Спеша попасть к Гавриэлю немедленно, сейчас же, чтобы разбудить его, если он уже лег спать, и убедить его в неотложности визита к консульше, который должен быть назначен на самый допустимо ранний утренний час, Срулик не обратил внимания на происходившее в тени ограды докторского дома. Только когда он пробегал мимо ворот, возвращаясь на улицу Пророков, в прозрачной тишине предрассветного Иерусалима его ушей достигли обрывки шепчущихся голосов: что-то вроде приглушенного мужского голоса и хохоток ответившей ему женщины, похожий на смех Ориты.
— Я, видно, действительно устал, — сказал себе Срулик. — Я начинаю бредить и слышать голоса.
И в его памяти всплыл стих из какого-то иного времени, из чего-то, почему-то связанного с Песнью Песней: «И грезил он всю ночь, и грезил он всю ночь».
Да, Орита. На ложе своем спит Орита уж несколько часов, с тех самых пор, как вернулась с отцом с вечеринки, устроенной Иегудой Проспер-беком в честь сына его Гавриэля, готового отплыть в дали дальние, и во сне своем видит она произведения кубизма. А если помышления ее гонят сон из-под век ее, то сидит она на постели, прислонясь к подушке, сложенной вдвое в изголовье кровати, и читает в книге Аполлинера милые комментарии к картинам художников-кубистов.
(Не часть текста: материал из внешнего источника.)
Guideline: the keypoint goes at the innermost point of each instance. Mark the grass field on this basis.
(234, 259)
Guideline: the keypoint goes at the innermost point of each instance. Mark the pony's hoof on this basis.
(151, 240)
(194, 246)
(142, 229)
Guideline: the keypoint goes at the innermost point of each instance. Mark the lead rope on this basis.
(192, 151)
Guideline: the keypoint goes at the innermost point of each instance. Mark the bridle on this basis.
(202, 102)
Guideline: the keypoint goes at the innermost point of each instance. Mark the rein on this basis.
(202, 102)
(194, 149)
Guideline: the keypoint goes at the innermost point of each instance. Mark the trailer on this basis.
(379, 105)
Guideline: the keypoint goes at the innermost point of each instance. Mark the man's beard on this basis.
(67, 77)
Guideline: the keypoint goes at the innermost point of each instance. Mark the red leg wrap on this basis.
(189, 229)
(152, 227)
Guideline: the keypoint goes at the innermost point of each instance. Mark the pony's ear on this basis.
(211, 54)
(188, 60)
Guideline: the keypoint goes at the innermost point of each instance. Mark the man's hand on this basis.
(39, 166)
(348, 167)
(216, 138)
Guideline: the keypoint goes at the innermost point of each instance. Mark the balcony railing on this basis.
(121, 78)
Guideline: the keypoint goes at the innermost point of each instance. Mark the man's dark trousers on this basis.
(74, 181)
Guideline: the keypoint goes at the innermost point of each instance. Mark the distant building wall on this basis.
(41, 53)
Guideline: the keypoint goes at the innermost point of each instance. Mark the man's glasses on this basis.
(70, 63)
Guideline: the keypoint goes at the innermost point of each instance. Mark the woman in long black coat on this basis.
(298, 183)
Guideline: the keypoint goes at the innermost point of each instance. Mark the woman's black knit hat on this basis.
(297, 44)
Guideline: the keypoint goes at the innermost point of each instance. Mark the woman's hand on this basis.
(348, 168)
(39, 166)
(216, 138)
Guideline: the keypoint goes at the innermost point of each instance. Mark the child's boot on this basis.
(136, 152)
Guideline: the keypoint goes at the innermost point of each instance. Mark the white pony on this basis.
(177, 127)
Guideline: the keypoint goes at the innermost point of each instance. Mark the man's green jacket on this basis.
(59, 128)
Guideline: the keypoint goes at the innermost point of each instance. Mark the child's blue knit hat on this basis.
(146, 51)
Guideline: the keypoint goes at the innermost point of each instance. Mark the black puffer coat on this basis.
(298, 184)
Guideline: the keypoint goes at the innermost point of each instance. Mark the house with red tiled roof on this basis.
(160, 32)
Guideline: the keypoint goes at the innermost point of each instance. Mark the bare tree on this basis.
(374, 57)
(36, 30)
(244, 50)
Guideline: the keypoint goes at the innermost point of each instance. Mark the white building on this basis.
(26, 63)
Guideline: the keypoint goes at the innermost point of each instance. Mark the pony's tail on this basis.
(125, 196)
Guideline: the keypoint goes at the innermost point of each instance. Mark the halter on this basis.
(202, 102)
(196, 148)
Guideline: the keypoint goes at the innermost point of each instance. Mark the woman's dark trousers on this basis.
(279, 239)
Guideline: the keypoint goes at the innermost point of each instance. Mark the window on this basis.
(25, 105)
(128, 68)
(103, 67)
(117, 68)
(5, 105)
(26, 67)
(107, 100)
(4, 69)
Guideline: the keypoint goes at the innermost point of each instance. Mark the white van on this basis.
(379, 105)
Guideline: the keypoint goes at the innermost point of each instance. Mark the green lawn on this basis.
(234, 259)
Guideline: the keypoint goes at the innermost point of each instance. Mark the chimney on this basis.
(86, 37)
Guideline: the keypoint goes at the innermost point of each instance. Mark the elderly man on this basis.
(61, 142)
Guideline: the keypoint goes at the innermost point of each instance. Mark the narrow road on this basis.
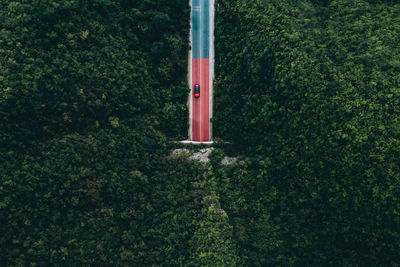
(200, 66)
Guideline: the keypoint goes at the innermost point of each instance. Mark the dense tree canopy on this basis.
(92, 90)
(315, 89)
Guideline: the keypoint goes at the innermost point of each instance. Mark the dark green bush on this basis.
(108, 198)
(69, 66)
(315, 91)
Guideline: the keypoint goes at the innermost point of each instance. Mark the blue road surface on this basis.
(205, 28)
(196, 20)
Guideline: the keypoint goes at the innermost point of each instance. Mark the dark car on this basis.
(196, 90)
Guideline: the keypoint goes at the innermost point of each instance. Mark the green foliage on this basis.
(315, 90)
(212, 243)
(66, 67)
(85, 90)
(109, 198)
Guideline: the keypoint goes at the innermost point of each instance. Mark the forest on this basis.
(93, 93)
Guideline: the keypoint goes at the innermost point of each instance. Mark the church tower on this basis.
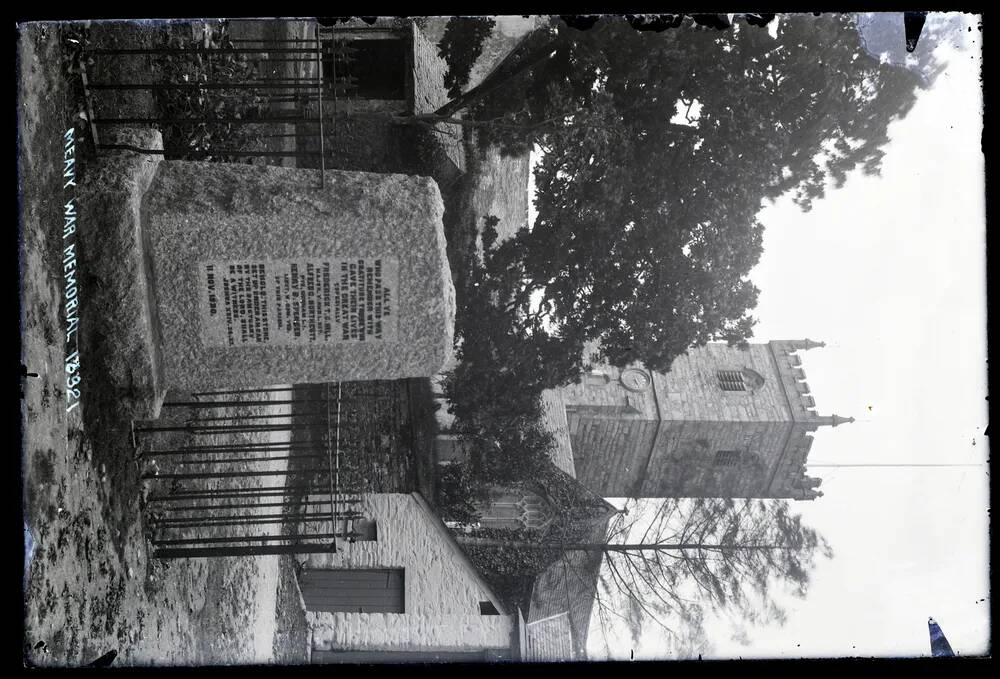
(723, 422)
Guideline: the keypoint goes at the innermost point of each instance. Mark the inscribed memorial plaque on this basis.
(261, 276)
(300, 301)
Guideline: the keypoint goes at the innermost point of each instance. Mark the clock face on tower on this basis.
(634, 379)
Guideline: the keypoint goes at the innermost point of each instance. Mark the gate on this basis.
(248, 473)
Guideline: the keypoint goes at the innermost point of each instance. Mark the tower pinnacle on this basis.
(833, 420)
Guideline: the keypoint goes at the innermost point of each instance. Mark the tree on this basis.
(683, 558)
(659, 149)
(646, 225)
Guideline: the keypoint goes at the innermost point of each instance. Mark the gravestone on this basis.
(260, 276)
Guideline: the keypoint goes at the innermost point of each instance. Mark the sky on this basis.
(889, 271)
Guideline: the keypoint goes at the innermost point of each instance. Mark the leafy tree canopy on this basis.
(460, 46)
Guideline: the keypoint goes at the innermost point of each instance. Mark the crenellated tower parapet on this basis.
(788, 363)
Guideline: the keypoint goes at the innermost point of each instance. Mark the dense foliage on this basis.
(658, 150)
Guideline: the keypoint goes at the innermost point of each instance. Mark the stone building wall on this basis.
(663, 440)
(441, 591)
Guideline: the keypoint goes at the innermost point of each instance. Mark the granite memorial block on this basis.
(260, 276)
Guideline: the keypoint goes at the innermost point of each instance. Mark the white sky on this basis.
(890, 272)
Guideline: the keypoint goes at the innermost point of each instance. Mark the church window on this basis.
(727, 458)
(740, 380)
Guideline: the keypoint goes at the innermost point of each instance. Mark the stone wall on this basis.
(442, 592)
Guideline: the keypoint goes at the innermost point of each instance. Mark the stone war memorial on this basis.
(258, 276)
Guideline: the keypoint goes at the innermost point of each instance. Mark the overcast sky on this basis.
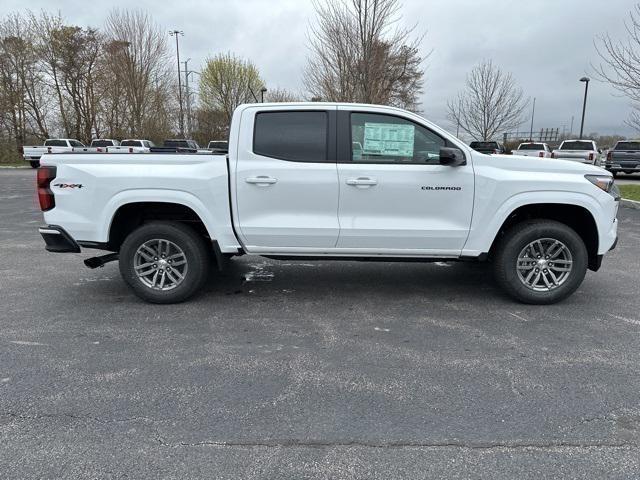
(546, 44)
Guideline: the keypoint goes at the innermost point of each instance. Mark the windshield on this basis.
(577, 146)
(531, 146)
(627, 146)
(484, 145)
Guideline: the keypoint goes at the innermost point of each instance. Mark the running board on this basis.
(95, 262)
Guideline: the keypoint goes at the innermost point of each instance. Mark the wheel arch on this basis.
(577, 217)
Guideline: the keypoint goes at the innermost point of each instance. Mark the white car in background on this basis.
(533, 149)
(585, 151)
(132, 145)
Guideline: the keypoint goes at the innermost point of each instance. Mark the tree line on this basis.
(59, 79)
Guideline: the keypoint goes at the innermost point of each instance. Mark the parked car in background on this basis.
(98, 145)
(132, 145)
(624, 157)
(488, 147)
(218, 146)
(533, 149)
(585, 151)
(345, 182)
(177, 145)
(51, 145)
А если, к примеру, вообразить, что, разглядывая кубистические картины, она внутренним зрением видела возлюбленного души своей и вставала с ложа своего бродить по городу, по рынкам и улицам искать его[9], то уж не к воротам доктора Ландау придет она, не к этому старому грубияну, оскорбляющему кубизм и называющему его «идиотским словом», не к этому окулисту, годящемуся ей в отцы.
Хотя усталость и нашептывает ему в уши обманчивые голоса, на самом деле он вовсе не чувствует никакой усталости. Напротив, все его тело возбуждено и полно какой-то порхающей легкости, хотя, согласно здравому смыслу, ему следовало быть смертельно усталым, ведь устал он еще до наступления ночи, еще до того, как ноги привели его в дом Гавриэля, еще прежде, чем утром встал с постели. Утром, тем далеким утром, воткнутым где-то там, в недрах допотопной эры, поднимаясь усталым навстречу усталому миру, не знал он, что под утро следующего дня будет носиться по улицам, энергичный и бодрый, словно охотничий пес, только что выпущенный в поля. Более всего прочего утомило его поутру глаженье одежды, не само даже глаженье, а мысль, пробудившаяся с ним вместе, в тот миг, когда он открыл глаза и сказал себе: «А сейчас надо погладить рубашку или, на худой конец, воротничок». Хорошо, что он хоть успел постирать рубашку перед тем, как пойти спать.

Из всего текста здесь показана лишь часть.